Puto Bumbong
Puto Bumbong is a Filipino delicacy that's traditionally served during the Christmas season in the Philippines. It literally translates to steamed glutinous rice (puto) cooked in bamboo (bumbong), and it's a staple at my best friend's house, where we gather for Noche Buena at midnight on Christmas Eve. is a purple-colored sticky rice cake and shaped like small logs flavored with brown sugar, margarine or butter, and fresh grated coconut meat.
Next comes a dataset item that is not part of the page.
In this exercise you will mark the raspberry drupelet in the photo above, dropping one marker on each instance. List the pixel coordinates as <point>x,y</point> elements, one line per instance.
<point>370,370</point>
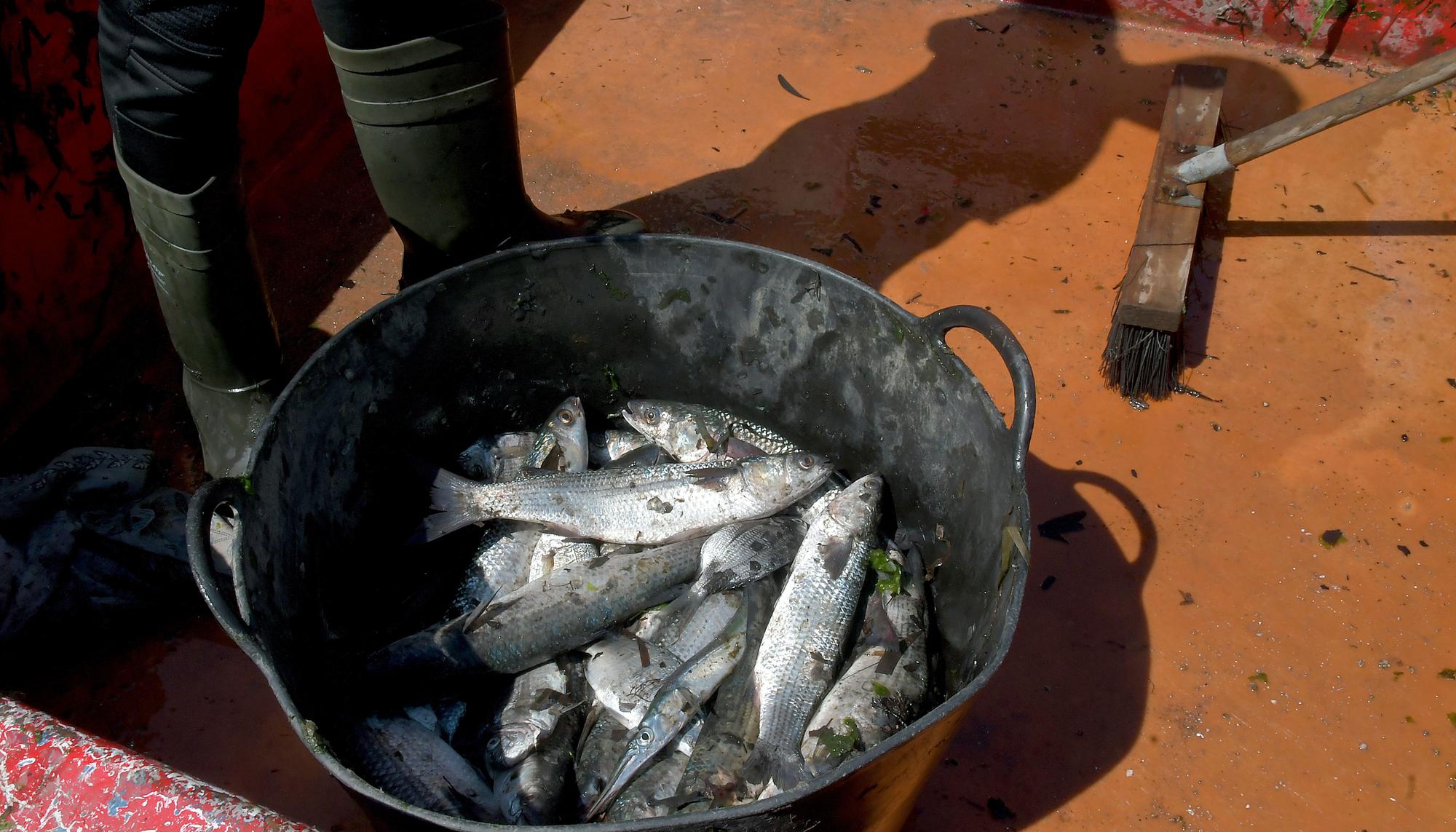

The principle of the puto bumbong is soaking, grinding and drying galapong (rice batter) and using steam that pushes through a narrow passage to cook the desiccated batter. As soon as the steam passes through the bamboo tube, that means the puto is done and must be shaken loose from the bamboo tube which is greased with butter or coconut oil. This is topped with melted butter, muscovado sugar and grated coconut and must be eaten as soon as it is served.
Ingredients:
- 1 Pack (400 grams) glutinous rice flour
- 2 Packs (115 grams) purple yam
powder
- 2 1/2 Cups of water
- Brown sugar or mascuvado (raw
sugar)
- Banana leaves
- Grated coconut
Utensils:
- knife
- muslin cloth
- sifter or strainer
- 3 pcs bamboo tube (bumbong)
- steamer for making puto
Puto Bumbong Cooking Instructions:
- Prepare steamer with enough
water for steaming.
- In a large bowl, combine purple
yam powder and glutinous rice flour , Mix
together until well combined.
- Gradually add enough water to
the rice flour to make
a dough. Knead until smooth.
- Pinch off about 2 tablespoons
of the dough, using your hands make a ball and roll into a round and long
shape, about 4 to 5 inches in long.
- Spread margarine or butter in a
heat proof plate and layered the dough, steam for 3-4 minutes or until
done.
- Apply margarine or butter then
roll in shredded coconut and serve with muscovado sugar.